After she’d gone, I raided the dorm fridge to see what was left to help keep me awake. Snagging a tiny carton of Ben & Jerry’s and vowing to pay Brenda back later, I devoured the entire thing while watching the entire Cornetto Trilogy as research for my screenwriting project. And tried to ignore the nagging worry about the dreaded “Freshman Fifteen.”
I’d lost a lot of the pudge from high school, but I definitely teetered to a more “plus” size, but fortunately I’d grown into it a little bit and felt a little less ashamed of my curvier figure. But that didn’t mean I was eager to destroy it, either.
But worries about my weight quickly dissipated as I lost myself in the movies, and the cares of the real world fell away as my mind melted into the silver screen.
Chapter Two - Nate
It shook like a paint-mixer. The wagon had been old when my dad bought it and had only gotten more so. He kept it up by himself as best he could, trusting most mechanics about as far as he could throw them. He was no slouch in that way himself, but there was only so far you could go with used parts, both literally and figuratively.
I eased the roaring beast to a state of calm, smack between the yellow lines on the first try. The lot at the field was nearly empty, which was part of the reason I preferred it. There was no hunting for spots, because there were only a few taken by the stragglers who couldn’t get spots near the dorm buildings or student bar. Those always went first.
Most of the guys held Saturday mornings as sacred time and would only get out of bed before lunch at gun point. Luckily, games were booked for the afternoon. I should have at least a few hours by a conservative estimate.
The glove box banged open on its loose joint, revealing my bounty. A first edition of Caging Skies I’d managed to find online for a steal. It was an auction site and there was no one else bidding. Probably because no one else had any idea what it was.

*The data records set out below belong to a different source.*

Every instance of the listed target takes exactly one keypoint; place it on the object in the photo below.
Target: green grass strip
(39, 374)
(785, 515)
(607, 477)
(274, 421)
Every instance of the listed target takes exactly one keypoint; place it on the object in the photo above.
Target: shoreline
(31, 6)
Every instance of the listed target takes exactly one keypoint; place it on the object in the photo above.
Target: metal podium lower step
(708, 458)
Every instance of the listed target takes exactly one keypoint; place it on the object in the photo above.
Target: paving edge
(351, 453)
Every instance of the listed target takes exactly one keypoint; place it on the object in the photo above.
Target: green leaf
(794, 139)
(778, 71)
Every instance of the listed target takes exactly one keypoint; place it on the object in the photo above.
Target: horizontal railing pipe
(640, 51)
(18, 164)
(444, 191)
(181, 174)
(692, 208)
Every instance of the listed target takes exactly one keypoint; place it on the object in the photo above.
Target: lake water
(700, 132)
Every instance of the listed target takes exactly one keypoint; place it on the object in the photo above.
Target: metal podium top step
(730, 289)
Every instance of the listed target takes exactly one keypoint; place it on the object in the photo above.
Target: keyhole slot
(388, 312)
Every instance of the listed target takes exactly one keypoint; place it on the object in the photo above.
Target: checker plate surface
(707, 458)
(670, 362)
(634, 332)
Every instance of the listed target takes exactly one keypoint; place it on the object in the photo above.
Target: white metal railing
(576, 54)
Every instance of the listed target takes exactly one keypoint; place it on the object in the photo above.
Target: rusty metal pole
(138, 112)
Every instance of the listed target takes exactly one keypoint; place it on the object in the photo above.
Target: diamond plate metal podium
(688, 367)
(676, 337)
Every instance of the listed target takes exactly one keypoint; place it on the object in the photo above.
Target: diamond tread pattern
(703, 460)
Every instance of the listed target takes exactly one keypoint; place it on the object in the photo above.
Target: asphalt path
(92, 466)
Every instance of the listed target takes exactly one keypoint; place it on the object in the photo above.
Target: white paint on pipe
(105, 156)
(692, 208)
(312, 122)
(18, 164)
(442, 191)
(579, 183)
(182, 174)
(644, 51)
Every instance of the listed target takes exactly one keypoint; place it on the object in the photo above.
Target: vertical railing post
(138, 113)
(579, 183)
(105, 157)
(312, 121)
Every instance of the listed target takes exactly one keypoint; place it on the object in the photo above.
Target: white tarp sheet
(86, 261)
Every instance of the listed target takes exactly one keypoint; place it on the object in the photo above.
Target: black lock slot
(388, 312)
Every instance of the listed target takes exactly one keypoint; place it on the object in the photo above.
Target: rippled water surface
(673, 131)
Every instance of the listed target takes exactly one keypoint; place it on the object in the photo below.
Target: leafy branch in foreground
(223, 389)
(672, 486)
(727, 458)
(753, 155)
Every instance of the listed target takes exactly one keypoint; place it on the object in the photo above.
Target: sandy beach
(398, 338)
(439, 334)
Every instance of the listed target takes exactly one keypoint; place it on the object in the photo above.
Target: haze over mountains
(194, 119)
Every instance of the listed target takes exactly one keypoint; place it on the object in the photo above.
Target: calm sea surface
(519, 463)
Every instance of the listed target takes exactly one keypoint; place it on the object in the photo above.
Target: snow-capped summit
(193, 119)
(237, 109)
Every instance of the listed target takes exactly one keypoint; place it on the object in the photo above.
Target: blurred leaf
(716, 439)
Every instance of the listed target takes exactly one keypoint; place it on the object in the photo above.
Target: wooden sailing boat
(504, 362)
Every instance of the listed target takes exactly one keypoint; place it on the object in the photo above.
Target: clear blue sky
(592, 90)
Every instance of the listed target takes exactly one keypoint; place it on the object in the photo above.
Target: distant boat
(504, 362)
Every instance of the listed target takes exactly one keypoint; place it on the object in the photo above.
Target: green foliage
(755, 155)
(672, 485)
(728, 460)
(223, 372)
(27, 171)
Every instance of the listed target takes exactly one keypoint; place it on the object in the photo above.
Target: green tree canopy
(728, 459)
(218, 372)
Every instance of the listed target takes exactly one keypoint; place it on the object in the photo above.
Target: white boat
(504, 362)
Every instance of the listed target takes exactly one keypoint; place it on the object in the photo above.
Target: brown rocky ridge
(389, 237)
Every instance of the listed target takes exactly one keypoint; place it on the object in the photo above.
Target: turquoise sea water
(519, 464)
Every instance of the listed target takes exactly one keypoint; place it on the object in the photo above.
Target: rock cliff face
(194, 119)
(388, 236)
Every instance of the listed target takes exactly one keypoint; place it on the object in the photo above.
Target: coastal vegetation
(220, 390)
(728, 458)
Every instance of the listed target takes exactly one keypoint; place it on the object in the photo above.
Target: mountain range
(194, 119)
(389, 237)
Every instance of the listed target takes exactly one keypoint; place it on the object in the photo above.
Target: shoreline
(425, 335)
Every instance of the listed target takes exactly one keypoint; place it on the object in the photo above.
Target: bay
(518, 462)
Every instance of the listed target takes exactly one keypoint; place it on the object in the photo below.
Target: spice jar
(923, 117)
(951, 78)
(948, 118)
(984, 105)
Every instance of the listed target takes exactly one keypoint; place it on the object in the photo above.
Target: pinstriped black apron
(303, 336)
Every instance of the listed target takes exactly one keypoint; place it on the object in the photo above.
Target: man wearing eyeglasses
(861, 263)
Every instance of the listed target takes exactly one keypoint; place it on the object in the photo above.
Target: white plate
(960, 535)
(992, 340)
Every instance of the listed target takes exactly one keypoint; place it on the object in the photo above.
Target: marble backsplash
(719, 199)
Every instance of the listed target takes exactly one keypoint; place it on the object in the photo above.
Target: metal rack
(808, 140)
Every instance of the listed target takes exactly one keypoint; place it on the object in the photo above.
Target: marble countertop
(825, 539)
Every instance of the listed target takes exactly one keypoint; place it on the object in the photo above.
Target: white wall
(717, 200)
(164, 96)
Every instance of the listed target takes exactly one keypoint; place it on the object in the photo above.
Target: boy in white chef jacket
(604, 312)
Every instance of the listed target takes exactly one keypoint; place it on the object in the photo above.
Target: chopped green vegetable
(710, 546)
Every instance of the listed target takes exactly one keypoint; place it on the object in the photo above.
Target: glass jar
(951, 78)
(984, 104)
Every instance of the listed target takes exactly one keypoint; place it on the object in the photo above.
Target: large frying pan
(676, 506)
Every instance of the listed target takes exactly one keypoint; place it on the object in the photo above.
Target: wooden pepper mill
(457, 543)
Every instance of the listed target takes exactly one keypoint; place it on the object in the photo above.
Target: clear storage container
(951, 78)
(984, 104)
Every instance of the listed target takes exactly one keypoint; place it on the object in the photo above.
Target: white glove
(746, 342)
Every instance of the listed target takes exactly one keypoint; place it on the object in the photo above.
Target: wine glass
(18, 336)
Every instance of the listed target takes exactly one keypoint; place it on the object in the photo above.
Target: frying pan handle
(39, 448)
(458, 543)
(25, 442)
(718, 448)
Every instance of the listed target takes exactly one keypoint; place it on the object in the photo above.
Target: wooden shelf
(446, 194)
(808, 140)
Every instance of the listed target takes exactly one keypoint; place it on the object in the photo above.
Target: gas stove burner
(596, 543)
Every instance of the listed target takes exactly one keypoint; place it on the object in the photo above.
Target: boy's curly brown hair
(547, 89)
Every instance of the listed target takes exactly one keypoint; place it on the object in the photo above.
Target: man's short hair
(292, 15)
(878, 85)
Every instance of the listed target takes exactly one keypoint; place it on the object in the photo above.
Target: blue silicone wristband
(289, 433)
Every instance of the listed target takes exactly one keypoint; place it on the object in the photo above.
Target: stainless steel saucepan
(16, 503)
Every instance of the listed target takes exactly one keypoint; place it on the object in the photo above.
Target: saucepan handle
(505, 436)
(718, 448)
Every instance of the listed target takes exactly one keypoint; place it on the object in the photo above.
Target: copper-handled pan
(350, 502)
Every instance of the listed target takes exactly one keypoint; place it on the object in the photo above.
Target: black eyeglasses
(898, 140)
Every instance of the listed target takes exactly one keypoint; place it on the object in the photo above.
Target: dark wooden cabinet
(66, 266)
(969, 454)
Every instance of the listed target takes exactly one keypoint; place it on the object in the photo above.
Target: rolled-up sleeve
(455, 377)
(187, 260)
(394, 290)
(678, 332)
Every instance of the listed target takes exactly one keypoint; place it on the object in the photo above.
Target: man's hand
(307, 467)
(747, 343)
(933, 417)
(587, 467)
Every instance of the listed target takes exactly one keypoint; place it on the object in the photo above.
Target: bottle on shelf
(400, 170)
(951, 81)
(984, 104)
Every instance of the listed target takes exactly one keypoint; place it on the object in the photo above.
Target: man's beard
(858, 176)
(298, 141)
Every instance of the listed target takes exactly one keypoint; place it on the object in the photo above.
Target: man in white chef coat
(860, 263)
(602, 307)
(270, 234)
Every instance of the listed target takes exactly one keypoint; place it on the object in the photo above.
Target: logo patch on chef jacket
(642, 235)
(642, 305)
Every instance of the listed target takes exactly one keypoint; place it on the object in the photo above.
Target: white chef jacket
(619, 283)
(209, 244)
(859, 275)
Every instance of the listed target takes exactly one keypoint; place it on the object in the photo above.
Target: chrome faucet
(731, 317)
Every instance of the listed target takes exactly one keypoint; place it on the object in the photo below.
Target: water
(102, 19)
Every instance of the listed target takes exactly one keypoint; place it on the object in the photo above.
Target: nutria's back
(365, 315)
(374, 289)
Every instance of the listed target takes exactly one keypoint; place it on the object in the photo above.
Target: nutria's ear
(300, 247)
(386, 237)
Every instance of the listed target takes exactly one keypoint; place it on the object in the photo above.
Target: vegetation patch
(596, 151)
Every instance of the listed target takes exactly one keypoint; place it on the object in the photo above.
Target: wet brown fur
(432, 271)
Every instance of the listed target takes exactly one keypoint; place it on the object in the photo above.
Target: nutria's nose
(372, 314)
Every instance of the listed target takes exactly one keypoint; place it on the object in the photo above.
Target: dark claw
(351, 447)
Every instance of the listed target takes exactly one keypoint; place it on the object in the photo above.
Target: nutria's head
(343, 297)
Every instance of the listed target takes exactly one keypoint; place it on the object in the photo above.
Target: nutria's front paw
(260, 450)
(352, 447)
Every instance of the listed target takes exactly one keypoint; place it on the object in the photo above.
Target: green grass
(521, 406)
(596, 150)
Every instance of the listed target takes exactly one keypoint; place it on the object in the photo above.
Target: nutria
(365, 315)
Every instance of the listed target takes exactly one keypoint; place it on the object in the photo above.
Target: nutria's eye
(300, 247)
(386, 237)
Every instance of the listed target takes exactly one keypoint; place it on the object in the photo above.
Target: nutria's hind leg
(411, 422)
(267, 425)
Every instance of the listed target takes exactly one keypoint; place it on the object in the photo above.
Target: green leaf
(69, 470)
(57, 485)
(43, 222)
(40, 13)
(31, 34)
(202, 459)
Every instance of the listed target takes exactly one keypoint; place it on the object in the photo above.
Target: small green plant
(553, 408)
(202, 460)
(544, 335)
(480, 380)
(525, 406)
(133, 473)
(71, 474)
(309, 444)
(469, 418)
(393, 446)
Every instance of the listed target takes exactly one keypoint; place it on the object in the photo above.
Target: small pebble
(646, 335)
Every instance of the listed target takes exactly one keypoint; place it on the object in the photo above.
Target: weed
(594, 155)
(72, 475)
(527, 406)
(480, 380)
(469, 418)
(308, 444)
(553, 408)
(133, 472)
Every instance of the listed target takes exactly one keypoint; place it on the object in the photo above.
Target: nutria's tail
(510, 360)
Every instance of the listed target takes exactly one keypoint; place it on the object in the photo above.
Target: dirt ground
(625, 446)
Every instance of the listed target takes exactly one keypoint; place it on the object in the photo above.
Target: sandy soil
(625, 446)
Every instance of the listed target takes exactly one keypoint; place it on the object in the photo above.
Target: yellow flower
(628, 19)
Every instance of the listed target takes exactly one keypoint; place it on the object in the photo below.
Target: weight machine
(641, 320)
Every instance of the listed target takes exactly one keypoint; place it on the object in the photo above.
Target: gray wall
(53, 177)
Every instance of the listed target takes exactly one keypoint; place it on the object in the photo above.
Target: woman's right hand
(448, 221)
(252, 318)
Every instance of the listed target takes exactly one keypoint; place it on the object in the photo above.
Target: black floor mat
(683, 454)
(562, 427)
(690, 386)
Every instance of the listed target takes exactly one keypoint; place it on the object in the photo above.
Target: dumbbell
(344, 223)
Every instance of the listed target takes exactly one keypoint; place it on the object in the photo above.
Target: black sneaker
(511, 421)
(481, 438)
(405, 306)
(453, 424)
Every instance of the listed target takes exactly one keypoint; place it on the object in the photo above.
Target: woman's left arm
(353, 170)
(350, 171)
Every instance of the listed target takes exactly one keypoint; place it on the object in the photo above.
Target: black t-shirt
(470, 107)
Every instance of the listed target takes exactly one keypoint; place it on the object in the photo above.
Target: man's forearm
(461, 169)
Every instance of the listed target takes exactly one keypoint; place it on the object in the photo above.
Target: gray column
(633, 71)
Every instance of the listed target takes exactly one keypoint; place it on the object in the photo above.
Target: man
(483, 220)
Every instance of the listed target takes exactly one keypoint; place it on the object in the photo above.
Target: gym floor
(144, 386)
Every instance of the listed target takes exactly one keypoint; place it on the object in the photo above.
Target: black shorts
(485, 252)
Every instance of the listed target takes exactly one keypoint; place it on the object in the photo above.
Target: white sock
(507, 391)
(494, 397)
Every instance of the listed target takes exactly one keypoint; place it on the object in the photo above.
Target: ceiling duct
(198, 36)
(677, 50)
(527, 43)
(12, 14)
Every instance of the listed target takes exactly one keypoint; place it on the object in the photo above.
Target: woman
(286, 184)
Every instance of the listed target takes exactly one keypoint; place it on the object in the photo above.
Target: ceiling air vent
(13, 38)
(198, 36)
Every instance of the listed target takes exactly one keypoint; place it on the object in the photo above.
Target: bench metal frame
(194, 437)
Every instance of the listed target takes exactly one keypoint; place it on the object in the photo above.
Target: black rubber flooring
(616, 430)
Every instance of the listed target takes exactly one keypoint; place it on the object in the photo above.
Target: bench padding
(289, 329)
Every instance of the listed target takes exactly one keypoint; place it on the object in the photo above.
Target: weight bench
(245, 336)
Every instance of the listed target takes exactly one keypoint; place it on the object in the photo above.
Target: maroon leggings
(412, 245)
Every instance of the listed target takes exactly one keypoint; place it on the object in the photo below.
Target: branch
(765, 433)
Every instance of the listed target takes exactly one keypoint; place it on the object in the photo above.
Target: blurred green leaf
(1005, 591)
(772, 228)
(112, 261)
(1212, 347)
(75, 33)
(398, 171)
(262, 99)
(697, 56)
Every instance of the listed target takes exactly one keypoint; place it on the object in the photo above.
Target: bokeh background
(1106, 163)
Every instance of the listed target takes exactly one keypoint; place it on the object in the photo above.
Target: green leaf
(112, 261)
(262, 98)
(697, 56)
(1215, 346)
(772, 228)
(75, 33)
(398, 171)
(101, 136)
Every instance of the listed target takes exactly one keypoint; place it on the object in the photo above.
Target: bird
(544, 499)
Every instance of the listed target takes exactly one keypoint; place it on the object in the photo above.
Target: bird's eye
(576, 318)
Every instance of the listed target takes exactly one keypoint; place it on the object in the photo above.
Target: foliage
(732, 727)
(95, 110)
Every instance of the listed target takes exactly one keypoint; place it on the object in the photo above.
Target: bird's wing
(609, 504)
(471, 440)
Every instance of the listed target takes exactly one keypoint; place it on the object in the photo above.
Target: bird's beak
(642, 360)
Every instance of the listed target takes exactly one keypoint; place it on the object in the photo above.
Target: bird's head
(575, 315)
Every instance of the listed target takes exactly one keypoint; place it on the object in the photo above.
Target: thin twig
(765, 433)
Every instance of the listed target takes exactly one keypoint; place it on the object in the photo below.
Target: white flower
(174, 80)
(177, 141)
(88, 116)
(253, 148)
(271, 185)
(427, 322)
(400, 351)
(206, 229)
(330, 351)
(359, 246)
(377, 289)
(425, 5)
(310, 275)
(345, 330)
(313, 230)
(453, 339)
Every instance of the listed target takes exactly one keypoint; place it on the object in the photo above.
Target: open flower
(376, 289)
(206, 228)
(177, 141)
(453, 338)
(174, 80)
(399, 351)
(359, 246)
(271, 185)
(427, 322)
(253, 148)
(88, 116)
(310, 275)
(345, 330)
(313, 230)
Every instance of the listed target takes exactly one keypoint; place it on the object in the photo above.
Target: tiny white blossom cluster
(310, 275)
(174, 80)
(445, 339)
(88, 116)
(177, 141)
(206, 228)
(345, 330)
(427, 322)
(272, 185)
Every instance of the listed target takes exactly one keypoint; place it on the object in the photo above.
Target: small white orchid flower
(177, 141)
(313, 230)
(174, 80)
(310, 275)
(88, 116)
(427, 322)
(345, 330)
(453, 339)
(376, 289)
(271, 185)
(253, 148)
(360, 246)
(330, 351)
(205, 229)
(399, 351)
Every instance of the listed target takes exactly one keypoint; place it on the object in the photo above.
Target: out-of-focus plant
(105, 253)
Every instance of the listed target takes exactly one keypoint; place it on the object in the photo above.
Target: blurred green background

The paperback had stayed in nearly pristine condition despite being nearly as old as most of the freshmen. I was a bit older than most of them, going back to a first-year course, even though I was in second, going straight to college after graduation.
The team was very eager to have me and wanted me in uniform at the first possible opportunity. They were already third in the league, and with me in their jersey, most were agreed, they could finish first. The school was known for its passing game, and my high school team called me The Ghost, because I was seemingly impossible to hit, tackles flying about behind me like modern dancers. It was quite graceful, really, at least if I do say so myself.
I cleared nearly a hundred pages before the other guys showed up. Ditching the book back in the glovebox like I was trying to hide porn from my mom, I leapt from the driver’s seat into the March air and tried to get into character.
It was a tactic I’d learned young. Try to fit in and you’re less likely to get pounded. Even at that point, during my second year of college, I was smaller than most of the guys on the team. But I didn’t have to be big to be a running back. I had to be fast. Another talent, honed in my youth, before the diplomatic approach had occurred to me.